= MULTI-S01 =

In cryptography, MULTI-S01 (pronounced multi-ess-zero-one), is an encryption algorithm based on a pseudorandom number generator (PRNG). MULTI-S01 is an encryption scheme preserving both confidentiality and data integrity. The scheme defines a pair of algorithms; the encryption, the corresponding decryption with verification. Coupling with an efficient keystream generator, such as Panama, MUGI, and RC4, the algorithm efficiently encrypts a message in the manner of a single path process, i.e. online algorithm. The decryption function cannot be used in such manner for keeping whole resultant data until successful verification.

The keysize of MULTI-S01 is determined by which keystream generator to use. MULTI-S01 takes a security parameter which determines the upperbound probability of successful forgery.
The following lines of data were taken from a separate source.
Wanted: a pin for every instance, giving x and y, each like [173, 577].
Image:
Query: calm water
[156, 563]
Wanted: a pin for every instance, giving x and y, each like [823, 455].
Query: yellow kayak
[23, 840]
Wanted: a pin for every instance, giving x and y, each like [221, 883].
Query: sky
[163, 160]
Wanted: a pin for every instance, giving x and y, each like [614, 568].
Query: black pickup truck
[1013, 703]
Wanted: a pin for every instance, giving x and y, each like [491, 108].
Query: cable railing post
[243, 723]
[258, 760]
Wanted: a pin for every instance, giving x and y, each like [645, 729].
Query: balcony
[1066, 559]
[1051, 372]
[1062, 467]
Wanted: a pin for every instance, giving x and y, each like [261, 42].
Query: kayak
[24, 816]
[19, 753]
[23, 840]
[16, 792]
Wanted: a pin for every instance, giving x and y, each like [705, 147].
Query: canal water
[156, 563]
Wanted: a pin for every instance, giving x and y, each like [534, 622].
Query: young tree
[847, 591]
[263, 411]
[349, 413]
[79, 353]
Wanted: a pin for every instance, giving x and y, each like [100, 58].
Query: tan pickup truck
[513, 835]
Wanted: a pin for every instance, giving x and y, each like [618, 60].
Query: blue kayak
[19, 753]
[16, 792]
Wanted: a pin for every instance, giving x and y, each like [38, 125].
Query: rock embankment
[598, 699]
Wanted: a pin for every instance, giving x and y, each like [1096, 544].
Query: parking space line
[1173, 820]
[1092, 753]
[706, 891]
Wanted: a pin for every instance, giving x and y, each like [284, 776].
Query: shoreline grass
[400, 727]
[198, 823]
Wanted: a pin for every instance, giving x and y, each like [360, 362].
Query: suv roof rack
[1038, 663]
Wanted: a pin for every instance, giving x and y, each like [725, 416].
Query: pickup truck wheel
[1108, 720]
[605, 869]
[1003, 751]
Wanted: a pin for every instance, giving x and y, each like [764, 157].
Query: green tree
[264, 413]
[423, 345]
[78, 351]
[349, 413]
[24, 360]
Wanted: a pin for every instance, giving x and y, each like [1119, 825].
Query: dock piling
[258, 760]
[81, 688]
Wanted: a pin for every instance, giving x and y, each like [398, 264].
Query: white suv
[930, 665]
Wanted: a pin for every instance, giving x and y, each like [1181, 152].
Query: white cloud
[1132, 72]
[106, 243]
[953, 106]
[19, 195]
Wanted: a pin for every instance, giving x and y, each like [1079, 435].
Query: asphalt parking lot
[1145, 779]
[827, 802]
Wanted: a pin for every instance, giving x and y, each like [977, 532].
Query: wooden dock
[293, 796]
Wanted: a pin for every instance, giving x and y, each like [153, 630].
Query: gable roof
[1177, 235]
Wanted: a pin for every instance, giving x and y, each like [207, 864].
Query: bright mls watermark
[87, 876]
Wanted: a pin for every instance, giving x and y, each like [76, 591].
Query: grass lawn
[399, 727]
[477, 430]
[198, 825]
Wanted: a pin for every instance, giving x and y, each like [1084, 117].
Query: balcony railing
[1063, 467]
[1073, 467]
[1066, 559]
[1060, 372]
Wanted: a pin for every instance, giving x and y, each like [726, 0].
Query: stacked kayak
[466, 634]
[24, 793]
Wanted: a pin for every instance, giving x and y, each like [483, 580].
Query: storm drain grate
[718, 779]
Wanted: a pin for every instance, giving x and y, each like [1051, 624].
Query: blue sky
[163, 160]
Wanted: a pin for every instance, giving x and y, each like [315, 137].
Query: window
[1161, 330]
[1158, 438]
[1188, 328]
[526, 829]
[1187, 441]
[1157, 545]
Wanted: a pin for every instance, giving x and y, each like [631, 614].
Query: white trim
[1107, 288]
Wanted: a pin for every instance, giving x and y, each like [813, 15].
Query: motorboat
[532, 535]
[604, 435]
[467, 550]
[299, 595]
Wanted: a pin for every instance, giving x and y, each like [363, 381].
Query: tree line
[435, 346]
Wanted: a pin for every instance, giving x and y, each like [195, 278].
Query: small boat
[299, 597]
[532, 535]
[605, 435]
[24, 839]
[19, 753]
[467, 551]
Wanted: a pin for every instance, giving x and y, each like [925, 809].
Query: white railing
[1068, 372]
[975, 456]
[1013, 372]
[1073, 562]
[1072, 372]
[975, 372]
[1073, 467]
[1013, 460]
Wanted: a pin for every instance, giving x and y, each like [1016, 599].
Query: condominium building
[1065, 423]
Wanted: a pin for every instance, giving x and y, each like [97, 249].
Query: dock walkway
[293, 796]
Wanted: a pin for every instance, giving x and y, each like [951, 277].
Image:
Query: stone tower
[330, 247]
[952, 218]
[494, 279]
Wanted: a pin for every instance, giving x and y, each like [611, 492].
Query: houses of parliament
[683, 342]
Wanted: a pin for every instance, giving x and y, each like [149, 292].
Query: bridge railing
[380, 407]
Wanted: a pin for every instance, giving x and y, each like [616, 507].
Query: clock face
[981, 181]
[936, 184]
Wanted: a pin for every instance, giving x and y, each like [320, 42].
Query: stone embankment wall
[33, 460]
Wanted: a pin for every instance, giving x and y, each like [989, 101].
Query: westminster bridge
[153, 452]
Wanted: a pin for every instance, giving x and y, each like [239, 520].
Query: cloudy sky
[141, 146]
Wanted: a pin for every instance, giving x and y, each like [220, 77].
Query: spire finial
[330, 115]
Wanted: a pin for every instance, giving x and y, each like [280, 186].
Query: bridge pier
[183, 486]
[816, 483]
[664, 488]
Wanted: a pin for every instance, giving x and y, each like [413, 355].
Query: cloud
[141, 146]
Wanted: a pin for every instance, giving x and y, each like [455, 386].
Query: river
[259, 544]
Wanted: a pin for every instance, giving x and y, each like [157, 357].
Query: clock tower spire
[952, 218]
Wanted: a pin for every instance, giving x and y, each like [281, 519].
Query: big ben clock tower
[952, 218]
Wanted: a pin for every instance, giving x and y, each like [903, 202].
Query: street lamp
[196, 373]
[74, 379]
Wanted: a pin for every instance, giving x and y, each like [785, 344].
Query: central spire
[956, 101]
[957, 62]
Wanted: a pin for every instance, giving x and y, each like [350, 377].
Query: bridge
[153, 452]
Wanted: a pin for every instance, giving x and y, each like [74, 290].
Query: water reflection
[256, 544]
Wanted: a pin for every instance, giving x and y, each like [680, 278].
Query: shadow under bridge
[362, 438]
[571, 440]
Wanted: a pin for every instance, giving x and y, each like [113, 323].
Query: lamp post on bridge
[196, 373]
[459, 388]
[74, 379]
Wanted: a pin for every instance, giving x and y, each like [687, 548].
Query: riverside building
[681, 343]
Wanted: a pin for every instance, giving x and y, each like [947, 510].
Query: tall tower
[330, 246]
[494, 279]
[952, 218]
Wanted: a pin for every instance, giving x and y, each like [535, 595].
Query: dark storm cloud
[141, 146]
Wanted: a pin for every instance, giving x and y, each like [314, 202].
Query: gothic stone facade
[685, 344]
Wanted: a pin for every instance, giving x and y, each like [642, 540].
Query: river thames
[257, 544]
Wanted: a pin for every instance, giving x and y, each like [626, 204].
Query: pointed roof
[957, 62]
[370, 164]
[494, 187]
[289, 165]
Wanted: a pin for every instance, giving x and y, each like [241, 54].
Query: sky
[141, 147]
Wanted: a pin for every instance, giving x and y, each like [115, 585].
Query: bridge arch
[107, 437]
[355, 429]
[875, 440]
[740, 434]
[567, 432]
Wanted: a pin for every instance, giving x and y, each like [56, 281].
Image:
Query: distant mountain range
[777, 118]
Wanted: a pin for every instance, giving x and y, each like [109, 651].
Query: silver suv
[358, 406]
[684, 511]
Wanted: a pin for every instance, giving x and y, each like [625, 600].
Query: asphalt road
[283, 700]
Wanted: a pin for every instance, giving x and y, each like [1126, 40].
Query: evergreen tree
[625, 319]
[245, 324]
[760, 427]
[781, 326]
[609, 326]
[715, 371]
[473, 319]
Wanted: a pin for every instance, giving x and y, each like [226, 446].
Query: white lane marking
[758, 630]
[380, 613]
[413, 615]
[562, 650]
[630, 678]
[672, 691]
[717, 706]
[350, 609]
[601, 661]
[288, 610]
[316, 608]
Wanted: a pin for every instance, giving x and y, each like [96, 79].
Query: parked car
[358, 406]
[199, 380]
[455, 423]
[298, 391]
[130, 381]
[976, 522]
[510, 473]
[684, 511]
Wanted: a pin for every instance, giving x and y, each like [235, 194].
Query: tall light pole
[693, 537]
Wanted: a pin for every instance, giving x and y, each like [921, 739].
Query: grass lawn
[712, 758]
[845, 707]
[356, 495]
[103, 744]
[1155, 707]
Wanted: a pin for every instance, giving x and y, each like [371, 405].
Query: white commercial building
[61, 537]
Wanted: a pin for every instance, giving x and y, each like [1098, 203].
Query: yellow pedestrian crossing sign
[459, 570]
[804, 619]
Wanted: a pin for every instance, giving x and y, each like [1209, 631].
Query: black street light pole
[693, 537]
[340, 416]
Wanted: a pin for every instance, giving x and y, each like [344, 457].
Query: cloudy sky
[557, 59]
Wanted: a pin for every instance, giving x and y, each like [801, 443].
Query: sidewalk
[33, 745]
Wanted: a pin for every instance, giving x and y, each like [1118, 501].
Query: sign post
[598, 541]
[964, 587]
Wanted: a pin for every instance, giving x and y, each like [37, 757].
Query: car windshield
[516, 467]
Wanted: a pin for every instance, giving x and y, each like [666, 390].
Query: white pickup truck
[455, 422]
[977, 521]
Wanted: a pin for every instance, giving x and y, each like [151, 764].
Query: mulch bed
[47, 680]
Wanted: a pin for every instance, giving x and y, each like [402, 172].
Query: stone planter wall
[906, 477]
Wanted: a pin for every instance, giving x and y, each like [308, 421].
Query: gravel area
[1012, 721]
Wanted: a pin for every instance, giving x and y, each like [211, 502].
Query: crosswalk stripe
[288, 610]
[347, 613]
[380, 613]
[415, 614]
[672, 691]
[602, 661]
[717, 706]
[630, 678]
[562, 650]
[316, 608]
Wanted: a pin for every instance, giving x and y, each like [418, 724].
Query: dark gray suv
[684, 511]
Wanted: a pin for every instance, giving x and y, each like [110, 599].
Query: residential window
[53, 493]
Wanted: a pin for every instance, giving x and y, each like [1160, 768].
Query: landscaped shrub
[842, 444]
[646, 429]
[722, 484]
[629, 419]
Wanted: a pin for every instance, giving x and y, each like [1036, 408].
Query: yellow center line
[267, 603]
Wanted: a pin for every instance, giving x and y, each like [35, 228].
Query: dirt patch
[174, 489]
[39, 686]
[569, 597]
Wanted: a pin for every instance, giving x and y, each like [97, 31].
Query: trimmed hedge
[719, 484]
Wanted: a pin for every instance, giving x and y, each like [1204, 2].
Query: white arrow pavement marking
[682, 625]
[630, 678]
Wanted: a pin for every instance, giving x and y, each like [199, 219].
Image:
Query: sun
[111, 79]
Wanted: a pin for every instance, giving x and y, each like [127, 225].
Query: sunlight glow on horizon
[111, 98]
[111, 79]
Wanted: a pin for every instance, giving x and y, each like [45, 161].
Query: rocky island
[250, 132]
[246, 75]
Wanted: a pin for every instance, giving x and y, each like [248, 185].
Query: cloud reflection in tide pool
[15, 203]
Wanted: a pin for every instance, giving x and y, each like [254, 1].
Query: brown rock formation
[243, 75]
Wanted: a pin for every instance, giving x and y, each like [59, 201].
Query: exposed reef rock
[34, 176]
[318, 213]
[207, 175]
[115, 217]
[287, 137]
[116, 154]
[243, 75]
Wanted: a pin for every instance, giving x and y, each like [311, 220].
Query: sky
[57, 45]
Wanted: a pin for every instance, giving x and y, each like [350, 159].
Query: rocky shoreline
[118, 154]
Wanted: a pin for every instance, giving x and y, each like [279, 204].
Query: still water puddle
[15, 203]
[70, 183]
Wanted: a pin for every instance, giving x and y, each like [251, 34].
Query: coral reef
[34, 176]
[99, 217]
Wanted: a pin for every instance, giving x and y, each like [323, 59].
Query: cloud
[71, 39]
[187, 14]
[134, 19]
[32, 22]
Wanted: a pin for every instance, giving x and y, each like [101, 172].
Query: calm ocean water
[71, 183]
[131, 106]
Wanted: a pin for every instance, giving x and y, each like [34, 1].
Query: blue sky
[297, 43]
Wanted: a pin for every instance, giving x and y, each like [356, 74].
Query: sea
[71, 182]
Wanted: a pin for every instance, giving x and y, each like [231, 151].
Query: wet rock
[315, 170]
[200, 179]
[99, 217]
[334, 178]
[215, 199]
Since the calculation consists of addition and multiplication over the finite field, the algorithm is more suited to hardware implementation, although software implementation is still feasible.

MULTI-S01 with the PRNG Panama was among the cryptographic techniques recommended for Japanese government use by CRYPTREC in 2003, however, has been dropped to "candidate" by CRYPTREC revision in 2013. It has also been submitted to ISO/IEC 18033 Part 4 which defines stream-cipher standards.

The security of MULTI-S01 is based on that of underlying PRNG. If a secure PRNG is used, then the security of MULTI-S01 with respect to confidentiality and data integrity has been proven. As for the data integrity, the security proof is basically the same as one for Carter–Wegman MAC scheme, which is proven to be information-theoretically secure.